Wednesday, September 27, 2006

The dinner bell

I just copied a recipe and saved it to My Recipes folder.

I think it's from the Palm Beach Diet because the title of the recipe is Maida Heatter's Palm Beach Brownies. The description says "These are the biggest, thickest, gooiest, chewiest, darkest, sweetest, mostest-of-the-most chocolate bars." Ok, maybe they aren't from THE Palm Beach diet.

I'll probably never make the brownies. I'll just drool over the recipe every once in a while. I have a lot of recipes like that.

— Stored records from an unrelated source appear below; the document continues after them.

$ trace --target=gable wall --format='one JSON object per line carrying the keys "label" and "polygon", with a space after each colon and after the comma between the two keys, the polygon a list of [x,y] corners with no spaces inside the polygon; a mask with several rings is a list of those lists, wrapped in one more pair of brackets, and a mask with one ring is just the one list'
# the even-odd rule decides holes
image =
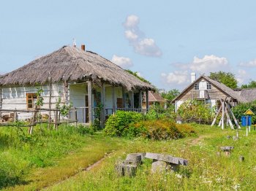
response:
{"label": "gable wall", "polygon": [[211,84],[211,89],[206,90],[206,80],[203,81],[202,79],[198,82],[199,90],[195,90],[195,86],[190,87],[176,101],[184,101],[188,99],[199,98],[199,93],[200,90],[206,90],[208,92],[209,99],[216,100],[219,98],[225,98],[227,94],[222,93],[221,90],[217,89],[214,85]]}

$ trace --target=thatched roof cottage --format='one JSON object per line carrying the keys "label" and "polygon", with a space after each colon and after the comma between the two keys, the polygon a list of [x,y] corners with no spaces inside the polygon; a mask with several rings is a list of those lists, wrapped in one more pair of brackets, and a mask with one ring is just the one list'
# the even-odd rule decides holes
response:
{"label": "thatched roof cottage", "polygon": [[215,81],[205,75],[196,79],[195,73],[191,74],[191,84],[186,87],[172,102],[175,103],[176,111],[187,100],[197,100],[209,104],[211,107],[219,106],[221,100],[227,98],[230,104],[246,103],[244,95],[235,91],[225,85]]}
{"label": "thatched roof cottage", "polygon": [[[50,86],[50,81],[51,85]],[[116,109],[141,109],[142,93],[154,87],[129,74],[82,45],[64,46],[0,77],[2,109],[31,109],[37,86],[43,89],[45,105],[51,107],[61,98],[78,109],[78,121],[91,122],[94,110],[102,105],[104,117]],[[148,98],[148,96],[147,100]],[[29,117],[20,114],[19,118]]]}

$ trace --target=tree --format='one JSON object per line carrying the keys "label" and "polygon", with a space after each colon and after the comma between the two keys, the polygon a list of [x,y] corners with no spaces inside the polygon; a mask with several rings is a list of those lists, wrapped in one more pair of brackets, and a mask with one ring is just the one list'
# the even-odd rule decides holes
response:
{"label": "tree", "polygon": [[252,88],[252,87],[256,87],[256,81],[252,80],[248,83],[248,85],[242,85],[241,86],[241,88],[244,89],[244,88]]}
{"label": "tree", "polygon": [[172,101],[176,97],[177,97],[179,94],[180,94],[180,92],[178,90],[173,89],[173,90],[167,91],[167,93],[162,93],[161,94],[161,96],[162,96],[162,97],[163,97],[165,99]]}
{"label": "tree", "polygon": [[210,72],[209,77],[214,80],[225,84],[230,88],[236,88],[238,81],[235,78],[235,74],[230,72],[219,71],[218,72]]}
{"label": "tree", "polygon": [[148,83],[148,84],[151,84],[149,81],[146,80],[145,78],[142,77],[140,77],[138,74],[138,71],[132,71],[131,70],[125,70],[126,71],[127,71],[128,73],[131,74],[132,75],[135,76],[135,77],[140,79],[141,81],[146,82],[146,83]]}

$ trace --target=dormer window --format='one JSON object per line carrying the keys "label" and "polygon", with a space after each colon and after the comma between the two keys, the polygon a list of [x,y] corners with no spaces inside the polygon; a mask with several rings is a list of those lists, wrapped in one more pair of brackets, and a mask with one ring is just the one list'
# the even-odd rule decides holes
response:
{"label": "dormer window", "polygon": [[198,83],[195,84],[195,90],[199,90],[199,84]]}

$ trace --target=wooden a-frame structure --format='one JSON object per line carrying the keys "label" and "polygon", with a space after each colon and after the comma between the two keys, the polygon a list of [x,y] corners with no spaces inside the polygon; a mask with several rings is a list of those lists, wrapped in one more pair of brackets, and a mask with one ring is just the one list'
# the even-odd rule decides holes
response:
{"label": "wooden a-frame structure", "polygon": [[224,129],[225,118],[227,119],[227,121],[226,121],[227,122],[227,123],[226,123],[227,125],[229,125],[230,126],[231,129],[235,129],[234,128],[234,125],[232,123],[230,116],[233,119],[236,127],[238,128],[241,128],[238,120],[236,120],[234,114],[233,113],[233,112],[232,112],[232,110],[230,109],[230,104],[229,104],[230,101],[228,100],[227,100],[227,97],[224,100],[223,99],[220,99],[219,101],[220,101],[220,103],[221,103],[221,106],[219,108],[218,112],[216,114],[215,117],[214,117],[214,119],[211,126],[214,125],[214,124],[215,124],[215,122],[216,122],[216,121],[217,120],[218,116],[221,114],[222,118],[219,120],[218,126],[219,127],[221,126],[222,130]]}

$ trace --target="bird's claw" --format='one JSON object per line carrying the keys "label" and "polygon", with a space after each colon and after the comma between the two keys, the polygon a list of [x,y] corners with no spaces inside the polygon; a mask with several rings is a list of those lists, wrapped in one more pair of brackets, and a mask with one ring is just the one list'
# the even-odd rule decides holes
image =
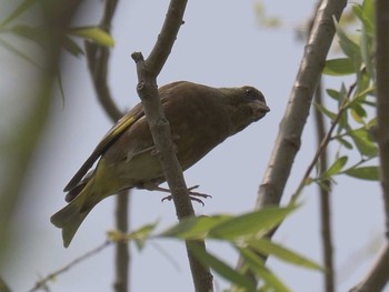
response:
{"label": "bird's claw", "polygon": [[[202,202],[202,200],[199,199],[198,197],[203,198],[203,199],[207,199],[207,198],[212,198],[212,195],[206,194],[206,193],[192,192],[192,190],[198,189],[199,187],[200,187],[200,185],[197,184],[197,185],[193,185],[193,187],[188,188],[189,198],[190,198],[190,200],[192,200],[192,201],[194,201],[194,202],[198,202],[198,203],[205,205],[205,203]],[[164,200],[171,201],[172,199],[173,199],[173,198],[172,198],[172,195],[170,194],[170,195],[167,195],[167,197],[162,198],[161,202],[163,202]]]}

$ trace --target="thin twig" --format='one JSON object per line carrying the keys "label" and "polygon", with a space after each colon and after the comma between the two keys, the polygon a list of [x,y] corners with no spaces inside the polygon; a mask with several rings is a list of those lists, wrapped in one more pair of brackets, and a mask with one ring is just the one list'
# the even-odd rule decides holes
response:
{"label": "thin twig", "polygon": [[[315,100],[318,104],[322,104],[321,83],[319,83]],[[315,121],[318,143],[323,140],[326,135],[326,124],[323,113],[319,109],[315,109]],[[327,148],[320,155],[320,174],[328,169],[328,150]],[[335,291],[335,269],[333,269],[333,249],[331,235],[331,204],[330,204],[330,188],[331,182],[326,180],[322,182],[325,187],[319,187],[320,191],[320,217],[321,217],[321,241],[323,249],[323,263],[326,268],[325,283],[326,292]]]}
{"label": "thin twig", "polygon": [[389,281],[389,2],[376,0],[377,142],[380,157],[386,245],[365,279],[350,291],[381,291]]}
{"label": "thin twig", "polygon": [[[100,28],[107,32],[111,31],[111,23],[118,6],[118,0],[106,0],[103,16],[100,21]],[[111,118],[112,122],[120,119],[122,113],[116,105],[111,91],[108,85],[108,66],[110,51],[109,48],[98,46],[97,43],[86,42],[87,60],[89,71],[93,81],[100,104],[106,113]],[[116,226],[117,230],[127,233],[129,230],[128,209],[130,202],[129,191],[121,191],[116,197]],[[117,242],[114,252],[116,279],[113,288],[116,292],[129,291],[130,274],[130,251],[128,242]]]}
{"label": "thin twig", "polygon": [[[194,217],[194,210],[190,202],[188,188],[183,179],[182,169],[177,159],[169,122],[167,121],[158,94],[157,77],[162,70],[170,51],[173,47],[178,31],[181,27],[186,0],[171,0],[167,17],[157,42],[144,60],[140,52],[133,53],[132,59],[137,63],[138,71],[138,94],[141,99],[146,118],[150,125],[152,139],[160,155],[164,178],[171,191],[177,217],[182,220]],[[203,241],[197,244],[206,249]],[[192,254],[187,243],[187,253],[191,268],[191,273],[197,292],[212,291],[212,275],[209,268],[205,268]]]}
{"label": "thin twig", "polygon": [[322,152],[327,149],[328,143],[331,141],[332,138],[332,133],[335,131],[335,129],[337,128],[340,118],[343,115],[345,111],[348,109],[348,102],[350,100],[351,93],[355,90],[357,83],[353,83],[352,85],[350,85],[349,91],[347,92],[347,95],[345,97],[343,103],[340,107],[337,115],[335,117],[330,129],[328,130],[328,132],[326,133],[326,135],[323,137],[323,139],[321,140],[318,150],[315,153],[315,157],[312,158],[311,163],[309,163],[305,175],[302,177],[297,190],[295,191],[293,195],[290,199],[290,204],[295,204],[298,200],[298,198],[301,194],[301,191],[303,189],[303,187],[306,185],[306,182],[309,180],[309,175],[312,172],[316,163],[318,163],[320,155],[322,154]]}
{"label": "thin twig", "polygon": [[87,260],[88,258],[91,258],[92,255],[98,254],[99,252],[101,252],[103,249],[106,249],[107,246],[109,246],[112,242],[111,241],[106,241],[104,243],[100,244],[99,246],[97,246],[96,249],[82,254],[81,256],[72,260],[70,263],[68,263],[67,265],[62,266],[61,269],[57,270],[56,272],[52,272],[50,274],[48,274],[47,276],[44,276],[42,280],[38,281],[36,283],[36,285],[33,288],[31,288],[29,290],[29,292],[33,292],[33,291],[38,291],[40,289],[43,289],[47,283],[53,279],[56,279],[58,275],[63,274],[64,272],[67,272],[68,270],[70,270],[71,268],[73,268],[74,265],[83,262],[84,260]]}
{"label": "thin twig", "polygon": [[377,140],[380,153],[386,236],[389,241],[389,2],[376,1]]}
{"label": "thin twig", "polygon": [[335,36],[333,17],[339,20],[346,4],[347,0],[322,0],[316,13],[288,108],[259,189],[256,209],[280,203],[295,157],[300,148],[312,97]]}
{"label": "thin twig", "polygon": [[[104,12],[100,22],[100,27],[107,32],[110,32],[111,20],[117,3],[117,0],[106,1]],[[89,71],[93,81],[94,90],[97,92],[97,98],[110,119],[116,122],[121,118],[122,112],[114,103],[108,85],[108,63],[110,57],[109,48],[86,41],[86,53]]]}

The other day I saved a recipe (from Cooks.com) that I'll probably make some day even though I have no idea how to pronounce it. It's called Serbian Gjuwetsch. I don't know what Gjuwetsch means either, but it may be Hungarian for rice with vegetables. Then again, maybe not. I'm guessing that the origin is supposed to be Serbia, but it looks like an old Hoosier recipe to me. I tried to find other recipes with that name, but they weren't in English so I don't know what made them Gjuwetch as opposed to, say, Goulash.

This is the recipe for Serbian Gjuwetsch in case you want to try it. It looks simple enough.

1 lg. onion
2 tbsp. vegetable oil
1/2 lb. ground beef (or lamb)
1/2 tsp. paprika
4 tomatoes, peeled
1 green pepper
1 red pepper
1 1/2 tsp. salt
1/4 tsp. pepper
2 c. water
1 c. uncooked rice

Chop onion fine and fry in oil with meat until golden brown. Sprinkle with paprika. Add tomatoes, quartered, and peppers cut in long strips. Season with salt and pepper and cook 5 minutes. Add water and rice. Simmer for about 25 minutes or until rice is tender. Serves 4.

Well, maybe it's not Hoosier after all. It serves 4 people with only 1/2 pound of beef. And the only time I ever heard anybody in Indiana say Gjuwetsch was after somebody sneezed.